Sollen muslimische Schüler im Ramadan fasten? Kinderärzte und Lehrer hatten kürzlich beklagt, fastende Schüler könnten sich im Unterricht nicht konzentrieren. Vor allem der Verzicht aufs Trinken sei problematisch. Jetzt hat sich dazu ein Islamgelehrter der ägyptischen Azhar-Universität geäußert.

von Björn Blaschke | 11.06.2018
    Menschen sitzen an langen Tischen, der Fokus liegt auf einem jungen Mann, der mit anderen spricht, Dampf aus einer Shisha steigt auf.
    Im Ramadan essen Muslime erst nach Sonnenuntergang (imago/biky)
    Der Generalsekretär des Fatwa-Rates, Scheich Khaled Omran, bietet seinen Gästen höflich Wasser an – obwohl er selbst nichts trinkt. Es ist Ramadan - islamischer Fastenmonat, in dem zumindest jeder Muslim ab der Pubertät - von der Morgendämmerung bis Sonnenuntergang - auf Essen und Trinken verzichten soll.
    In Deutschland hat diese Zeit erneut für Diskussionen gesorgt. Ein Streitpunkt: Sollen schulpflichtige Muslime fasten oder nicht? So sagte Familienministerin Franziska Giffey sinngemäß, für Jugendliche seien Schule und Gesundheit wichtiger als das Fasten.
    Fasten soll nicht krank machen
    Dazu nahm Scheich Khaled Omran jetzt in der ARD Stellung: "Zur Erklärung der Ministerin möchte ich sagen, dass es jedem Schüler überlassen sein sollte, zu entscheiden, ob er fastet oder nicht. Jeder Schüler oder Student ist anders als der andere", so Omran.
    "Wir haben deswegen Regeln aufgestellt, an denen Schüler und Studenten sich orientieren können. Jeder entscheidet, ob er gerade in einer wichtigen Phase steckt, ob er zum Beispiel eine Prüfung hat, die wichtig ist. Ein Schüler sollte durch das Fasten nicht krank werden. Oder seine Konzentration verlieren. Weil dadurch seine Aufnahme- und Begriffsfähigkeit beeinträchtigt wird."
    Schülerinnen und Schüler sitzen in einer Turnhalle an Einzeltischen und machen Abiturprüfungen. Vor ihnen liegen Englisch-Wörterbücher.
    Abiturprüfung mit Magenknurren? (Jens Wolf / dpa)

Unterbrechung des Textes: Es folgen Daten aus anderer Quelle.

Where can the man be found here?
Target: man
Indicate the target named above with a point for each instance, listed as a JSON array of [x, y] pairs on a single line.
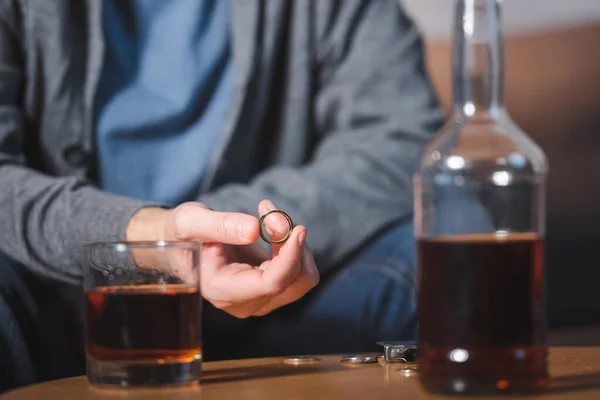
[[174, 120]]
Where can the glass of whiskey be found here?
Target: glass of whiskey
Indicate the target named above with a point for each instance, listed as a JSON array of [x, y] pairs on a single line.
[[143, 313]]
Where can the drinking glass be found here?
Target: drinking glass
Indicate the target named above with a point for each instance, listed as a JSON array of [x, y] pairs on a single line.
[[143, 313]]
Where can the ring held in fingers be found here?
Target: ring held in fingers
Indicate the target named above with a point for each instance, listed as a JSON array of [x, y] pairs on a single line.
[[263, 229]]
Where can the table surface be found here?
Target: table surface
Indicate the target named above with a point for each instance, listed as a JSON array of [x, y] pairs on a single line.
[[575, 374]]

    In Ägypten wurde das schon vor einiger Zeit geklärt – eben durch eine Fatwa, ein religiöses Rechtsgutachten: "Ja, für ägyptische Schüler und Studenten, als wir zum Anlass des Zentralabiturs gefragt wurden. Einige Schüler empfanden das Fasten als echte Belastung.".
    Daher sei diese Fatwa, dieser religiöse Rechtsspruch, erlassen worden: "Mit der Einschränkung, dass der jeweilige Schüler die verpassten Fastentage nach dem Ramadan und nach Abschluss der Prüfungen nachholt."
    Verpasste Fastentage müssen nachgeholt werden
    Immer wieder sind aus deutschen Schulen Klagen darüber zu hören, dass muslimische Eltern Druck aufbauen. Sie wollen, dass Direktoren Prüfungen, die in diesem Monat anstehen, auf die Zeit nach dem Ramadan verschieben.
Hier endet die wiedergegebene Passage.